Quantization Deep Dive
Reduce model size by 4-8x while maintaining accuracy. Learn how block quantization formats work, why grouping matters, and how to integrate quantized weights with our bump allocator.
This guide covers the fundamentals of weight quantization: from the basic math behind INT4/INT8 representation to advanced grouping strategies used by modern block quantization formats.
Visual Format Reference
See byte-level structure, bit packing, and dequantization math for all supported formats: Q4_0, Q4_1, Q5_0, Q5_1, Q5_K, Q8_0, Q4_K, Q6_K, Q8_K. Activations run in BF16/FP32 with Q8_0/Q8_K quantized paths.
Table of Contents
- Why Quantize?
- Floating Point Primer
- Basic Quantization Math
- The Problem with Single Scales
- Grouping: The Solution
- Quantization Formats
- Memory Layout in Bump Allocator
- Kernel Dispatch by Type
- Cache Line Access Patterns
- Dequantization in Registers
- AMX-INT8: The Hardware Reality
- Q4_K: K-Quants Deep Dive
- How Blockwise Dequant Works
- Bump Allocator Integration
- Practical Implementation
Why Quantize?
Large language models are memory-bound, not compute-bound.
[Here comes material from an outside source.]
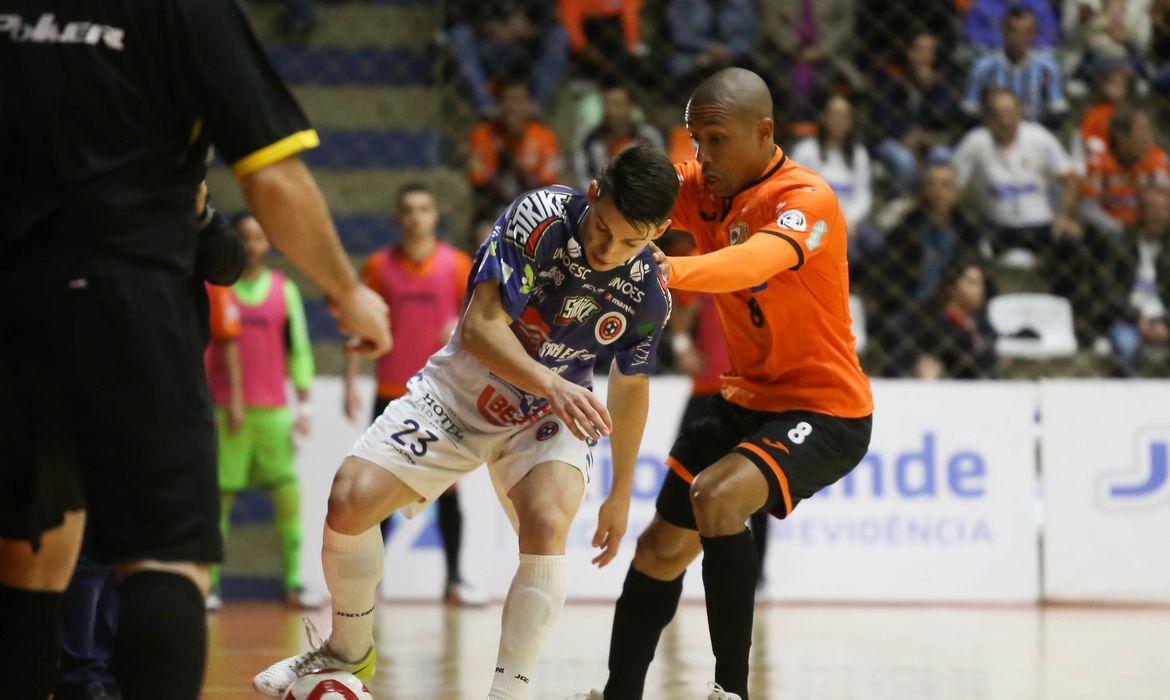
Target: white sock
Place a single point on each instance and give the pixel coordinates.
(352, 568)
(535, 599)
A 7B parameter model in FP32 requires 28 GB of memory just for weights. Quantization dramatically reduces this.
FP32 (32-bit)
28 GB for 7B params
Full precision, no loss
INT8 (8-bit)
7 GB for 7B params
4x reduction, ~0.1% loss
INT4 (4-bit)
3.5 GB for 7B params
8x reduction, ~0.5% loss
Memory Bandwidth is the Bottleneck
Modern CPUs can do billions of FLOPs/second, but memory bandwidth is limited:
| Hardware | Compute | Memory BW | Arithmetic Intensity Needed |
|---|---|---|---|
| Intel Xeon Gold 6542Y | ~4 TFLOPS (FP32) | ~300 GB/s | 13 FLOPS/byte |
| NVIDIA A100 | 19.5 TFLOPS (FP32) | 2 TB/s | 10 FLOPS/byte |
Matrix-vector multiply (inference) has arithmetic intensity of ~2 FLOPS/byte. We're memory-bound, so smaller weights = faster inference.
Floating Point Primer
Before diving into quantization, let's understand what we're compressing.
FP32 Format (32 bits)
1 bit
8 bits
23 bits
Value = (-1)^S x 2^(E-127) x 1.Mantissa Example: 0.15625 Sign: 0 (positive) Exponent: 01111100 (124 - 127 = -3) Mantissa: 01000000000000000000000 (1.25) = 1 x 2^(-3) x 1.25 = 0.15625
Precision: ~7 significant decimal digits (relative error ~1.2e-7)
BF16 Format (16 bits)
1 bit
8 bits
7 bits
Same exponent range as FP32, but reduced precision (7 bits = ~2 decimal digits).
Relative error: ~7.8e-3 (~0.78%). This is why our BF16 kernel tests use 1e-2 tolerance.
Basic Quantization Math
Quantization maps continuous floating-point values to discrete integers.
Symmetric Quantization
# Quantize: FP32 -> INT
scale = max(abs(weights)) / (2^(bits-1) - 1)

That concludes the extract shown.